ローカルCopilot再訪とClaude Codeの無料モデル運用

コーディング支援をローカル/低コストに寄せる動きも続いています。VS CodeとLemonadeでGitHub Copilotをローカルモデルに置き換えるガイドが更新されました。Copilotのサブスクリプションが値上がりする一方でローカルモデルの性能が上がり、構築は以前よりずっと簡単になった、というのが更新の理由です。

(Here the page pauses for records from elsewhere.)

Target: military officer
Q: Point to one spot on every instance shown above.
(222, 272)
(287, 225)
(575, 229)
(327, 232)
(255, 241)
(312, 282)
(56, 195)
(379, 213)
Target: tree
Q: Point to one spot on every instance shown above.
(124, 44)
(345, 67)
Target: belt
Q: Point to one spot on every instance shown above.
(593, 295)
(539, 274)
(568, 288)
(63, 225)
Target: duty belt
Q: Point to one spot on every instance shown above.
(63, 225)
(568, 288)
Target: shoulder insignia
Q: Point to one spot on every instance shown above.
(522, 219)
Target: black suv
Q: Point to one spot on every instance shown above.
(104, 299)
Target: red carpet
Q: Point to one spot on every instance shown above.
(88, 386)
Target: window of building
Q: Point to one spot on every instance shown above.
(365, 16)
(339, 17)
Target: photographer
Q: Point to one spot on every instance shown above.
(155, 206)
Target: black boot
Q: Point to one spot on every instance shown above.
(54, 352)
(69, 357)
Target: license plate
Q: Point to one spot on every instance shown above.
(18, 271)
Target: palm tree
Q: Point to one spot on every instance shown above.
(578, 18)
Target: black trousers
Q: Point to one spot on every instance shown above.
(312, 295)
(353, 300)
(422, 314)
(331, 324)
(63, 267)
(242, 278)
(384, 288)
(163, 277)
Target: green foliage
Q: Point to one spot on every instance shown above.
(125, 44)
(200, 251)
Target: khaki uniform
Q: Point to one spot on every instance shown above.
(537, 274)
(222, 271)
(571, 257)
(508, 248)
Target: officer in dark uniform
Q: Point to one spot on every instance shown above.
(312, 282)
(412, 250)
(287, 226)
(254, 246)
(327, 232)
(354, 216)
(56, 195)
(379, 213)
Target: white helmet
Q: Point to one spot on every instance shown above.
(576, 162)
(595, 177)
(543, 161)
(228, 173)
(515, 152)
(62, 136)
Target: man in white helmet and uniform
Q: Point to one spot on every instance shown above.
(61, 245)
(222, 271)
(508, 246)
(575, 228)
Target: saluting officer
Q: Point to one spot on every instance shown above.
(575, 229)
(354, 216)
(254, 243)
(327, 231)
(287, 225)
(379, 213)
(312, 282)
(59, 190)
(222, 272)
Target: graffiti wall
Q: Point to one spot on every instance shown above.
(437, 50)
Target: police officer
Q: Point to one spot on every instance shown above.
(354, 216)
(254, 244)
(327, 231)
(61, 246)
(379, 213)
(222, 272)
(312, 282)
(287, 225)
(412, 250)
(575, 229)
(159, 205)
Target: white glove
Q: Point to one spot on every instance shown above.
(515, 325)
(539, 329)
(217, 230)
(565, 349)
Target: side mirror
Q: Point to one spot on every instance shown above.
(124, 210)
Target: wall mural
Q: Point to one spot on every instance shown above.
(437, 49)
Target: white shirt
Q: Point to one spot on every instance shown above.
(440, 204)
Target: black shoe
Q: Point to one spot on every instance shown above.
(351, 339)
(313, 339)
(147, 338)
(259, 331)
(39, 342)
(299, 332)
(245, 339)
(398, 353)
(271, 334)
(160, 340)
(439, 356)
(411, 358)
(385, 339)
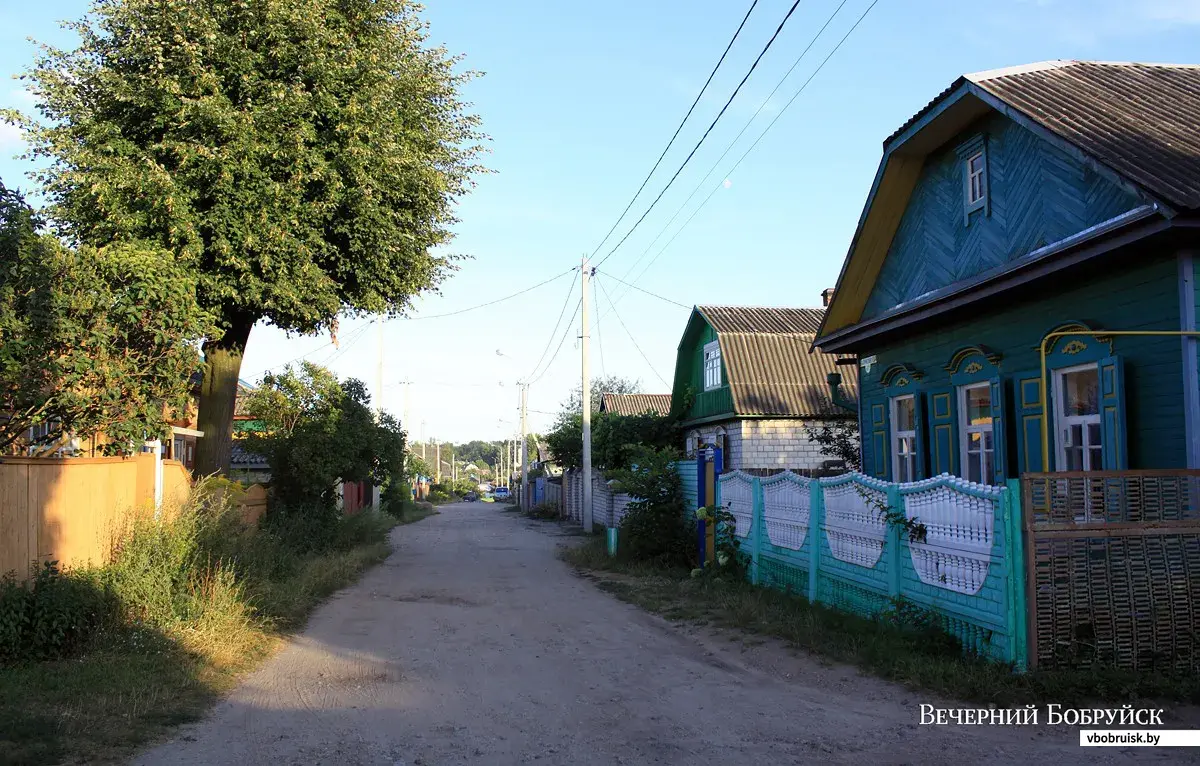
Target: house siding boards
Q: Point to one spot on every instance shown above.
(1138, 291)
(1037, 195)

またQiitaでは、Claude CodeにOpenRouterの「:free」モデルを組み合わせる構成が紹介されています。2026年現在、無料枠のモデルでもコーディング補助・要約・翻訳・分類なら実用に耐える品質になりつつあり、サブエージェントや補助タスクを無料モデルに振り分けることでコストを大きく削減できるとされています。主力モデルに課金しつつ下回りのタスクは無料で賄う、という使い分けの実践例です。

まとめ

フロンティア側では「1つのモデルで複数の役割を担う」統合の方向性(Qwen-Drive)と、モデル内部の理解を深める解釈研究が同時に進んでいます。一方で実務側では、ローカルLLM×MCPでCADまで手を広げる試みや、無料モデルを活かしたコスト設計など、道具立てを自前で最適化する動きが着実に広がっているのが今日の傾向でした。